Dr. Martinez is impressive, both in and out of the operating room – with an extensive resume, and skill set.  She’s currently the Director of the thoracic surgery residency program at Hospital Santa Clara, and she takes resident training seriously.  She’s also interested, and active in research, and maintains a busy surgery practice at several facilities.  There’s a lot more to say about this talented surgeon , but you’ll have to wait to read the rest.

In the OR with Dr. Javier Maldonado


Dr. Javier Maldonado, cardiac surgeon

No southern accent, per say, just a gentle, relaxed way of speaking that reminds me of home.. Went to the operating room with Dr. Javier Maldonado at Clinica Colombia this morning, for a three vessel off-pump CABG.  Everything went smooth – textbook perfect..

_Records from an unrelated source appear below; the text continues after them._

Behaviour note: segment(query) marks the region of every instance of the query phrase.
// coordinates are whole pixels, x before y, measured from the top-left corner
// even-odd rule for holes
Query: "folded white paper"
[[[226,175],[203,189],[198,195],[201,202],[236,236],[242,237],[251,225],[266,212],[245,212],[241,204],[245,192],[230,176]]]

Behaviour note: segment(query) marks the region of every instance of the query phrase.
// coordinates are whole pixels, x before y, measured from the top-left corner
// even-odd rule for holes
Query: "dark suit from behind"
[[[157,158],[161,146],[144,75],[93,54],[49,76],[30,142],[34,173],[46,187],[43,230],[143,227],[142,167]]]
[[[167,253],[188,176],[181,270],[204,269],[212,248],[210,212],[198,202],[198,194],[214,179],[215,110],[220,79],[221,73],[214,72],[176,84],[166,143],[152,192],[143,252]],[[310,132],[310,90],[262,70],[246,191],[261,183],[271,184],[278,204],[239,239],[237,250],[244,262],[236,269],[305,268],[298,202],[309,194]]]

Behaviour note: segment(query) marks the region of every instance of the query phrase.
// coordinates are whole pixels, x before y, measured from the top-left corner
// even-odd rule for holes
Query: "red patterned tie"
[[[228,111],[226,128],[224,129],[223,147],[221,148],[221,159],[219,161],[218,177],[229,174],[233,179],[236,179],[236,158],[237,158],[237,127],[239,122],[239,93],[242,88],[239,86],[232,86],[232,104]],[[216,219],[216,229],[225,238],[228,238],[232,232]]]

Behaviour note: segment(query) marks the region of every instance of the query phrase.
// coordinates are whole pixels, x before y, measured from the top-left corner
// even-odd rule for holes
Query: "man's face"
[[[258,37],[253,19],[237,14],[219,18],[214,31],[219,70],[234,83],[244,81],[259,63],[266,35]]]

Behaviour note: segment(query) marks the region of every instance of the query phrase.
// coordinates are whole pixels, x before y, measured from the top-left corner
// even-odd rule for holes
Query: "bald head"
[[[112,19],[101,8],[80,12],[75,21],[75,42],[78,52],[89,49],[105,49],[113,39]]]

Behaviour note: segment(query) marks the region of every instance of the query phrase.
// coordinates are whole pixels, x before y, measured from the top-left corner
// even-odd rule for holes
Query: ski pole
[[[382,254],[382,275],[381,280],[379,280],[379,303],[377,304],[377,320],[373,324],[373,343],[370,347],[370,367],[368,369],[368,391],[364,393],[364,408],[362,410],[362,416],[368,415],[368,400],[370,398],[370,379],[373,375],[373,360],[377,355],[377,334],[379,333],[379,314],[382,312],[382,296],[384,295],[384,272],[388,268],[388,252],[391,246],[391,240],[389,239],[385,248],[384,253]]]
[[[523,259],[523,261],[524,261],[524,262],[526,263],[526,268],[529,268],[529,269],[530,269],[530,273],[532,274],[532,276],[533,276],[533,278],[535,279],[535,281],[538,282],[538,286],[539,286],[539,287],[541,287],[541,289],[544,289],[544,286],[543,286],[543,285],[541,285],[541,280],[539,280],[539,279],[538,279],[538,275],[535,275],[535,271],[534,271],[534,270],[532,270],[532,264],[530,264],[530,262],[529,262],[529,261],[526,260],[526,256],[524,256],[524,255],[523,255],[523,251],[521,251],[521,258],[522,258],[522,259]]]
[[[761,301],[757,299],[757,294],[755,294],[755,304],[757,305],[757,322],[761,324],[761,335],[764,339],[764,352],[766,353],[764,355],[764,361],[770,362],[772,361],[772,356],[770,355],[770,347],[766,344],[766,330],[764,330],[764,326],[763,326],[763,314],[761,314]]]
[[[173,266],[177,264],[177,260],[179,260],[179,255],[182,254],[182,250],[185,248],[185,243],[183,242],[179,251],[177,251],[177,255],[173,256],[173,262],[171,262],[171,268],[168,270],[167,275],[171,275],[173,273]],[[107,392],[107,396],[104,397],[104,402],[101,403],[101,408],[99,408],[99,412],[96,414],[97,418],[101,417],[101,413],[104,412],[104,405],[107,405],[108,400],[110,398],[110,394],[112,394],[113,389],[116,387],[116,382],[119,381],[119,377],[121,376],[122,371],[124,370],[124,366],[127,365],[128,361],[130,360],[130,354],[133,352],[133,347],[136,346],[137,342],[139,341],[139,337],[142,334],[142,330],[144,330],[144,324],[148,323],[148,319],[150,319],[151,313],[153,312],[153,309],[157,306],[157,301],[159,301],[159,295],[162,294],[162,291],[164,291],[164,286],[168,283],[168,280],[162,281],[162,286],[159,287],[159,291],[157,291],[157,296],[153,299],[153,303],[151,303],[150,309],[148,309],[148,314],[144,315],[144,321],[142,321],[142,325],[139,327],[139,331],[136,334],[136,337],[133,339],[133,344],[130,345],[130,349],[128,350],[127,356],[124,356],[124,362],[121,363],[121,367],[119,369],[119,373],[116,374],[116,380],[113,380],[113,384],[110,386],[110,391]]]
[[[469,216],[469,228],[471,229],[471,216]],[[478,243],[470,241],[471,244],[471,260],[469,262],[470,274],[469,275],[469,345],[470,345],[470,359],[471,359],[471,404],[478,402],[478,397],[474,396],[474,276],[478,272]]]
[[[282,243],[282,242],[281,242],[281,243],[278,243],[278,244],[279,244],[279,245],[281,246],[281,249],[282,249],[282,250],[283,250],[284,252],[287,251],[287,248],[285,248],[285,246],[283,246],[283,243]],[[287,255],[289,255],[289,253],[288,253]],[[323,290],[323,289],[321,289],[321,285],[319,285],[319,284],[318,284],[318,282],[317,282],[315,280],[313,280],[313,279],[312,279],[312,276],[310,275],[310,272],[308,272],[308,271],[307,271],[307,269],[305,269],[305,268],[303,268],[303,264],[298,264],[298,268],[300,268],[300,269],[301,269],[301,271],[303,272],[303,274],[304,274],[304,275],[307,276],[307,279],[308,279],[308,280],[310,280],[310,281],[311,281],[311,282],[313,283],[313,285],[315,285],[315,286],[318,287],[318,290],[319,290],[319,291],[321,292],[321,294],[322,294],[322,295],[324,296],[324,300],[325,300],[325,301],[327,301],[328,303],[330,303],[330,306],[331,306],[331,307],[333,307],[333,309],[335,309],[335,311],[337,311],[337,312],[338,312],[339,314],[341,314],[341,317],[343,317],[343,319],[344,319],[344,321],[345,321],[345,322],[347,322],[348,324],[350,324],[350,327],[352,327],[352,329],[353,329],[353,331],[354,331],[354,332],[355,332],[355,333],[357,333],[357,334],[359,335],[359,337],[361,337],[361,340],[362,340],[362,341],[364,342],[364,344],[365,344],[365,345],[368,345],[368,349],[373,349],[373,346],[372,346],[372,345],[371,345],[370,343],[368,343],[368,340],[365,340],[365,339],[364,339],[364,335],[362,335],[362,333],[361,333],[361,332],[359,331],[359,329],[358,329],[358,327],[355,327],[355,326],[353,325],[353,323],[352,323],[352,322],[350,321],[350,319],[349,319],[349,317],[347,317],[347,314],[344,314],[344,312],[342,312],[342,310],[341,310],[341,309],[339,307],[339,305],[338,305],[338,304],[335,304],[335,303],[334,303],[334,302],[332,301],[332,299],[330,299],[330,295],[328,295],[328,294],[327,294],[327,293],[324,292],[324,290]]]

I followed him to the Cardiovascular ICU  and then to his cardiac clinic to see patients..

After a productive and pleasant morning (and afternoon), I raced over to Clinica Shaio to catch the end of the minimally invasive cardiac surgery symposium, and to interview Dr. Barbosa, one of the first surgeons I interviewed for the Cartagena book..

Dr. Javier Maldonado

Cardiac surgeon, Fundacion Santa Fe de Bogota, Clinica Colombia

In the OR with Dr. Buitrago, in the dentist’s chair and more


Spent the morning at Shaio, in the operating room with Dr. Ricardo Buitrago.. Either my gringa accent is improving (doubtful) or I really have become a familiar face around there..  Observed Dr. Buitrago perform a couple of cases; the second was a VATS thymectomy, which definitely ranks above the traditional sternotomy.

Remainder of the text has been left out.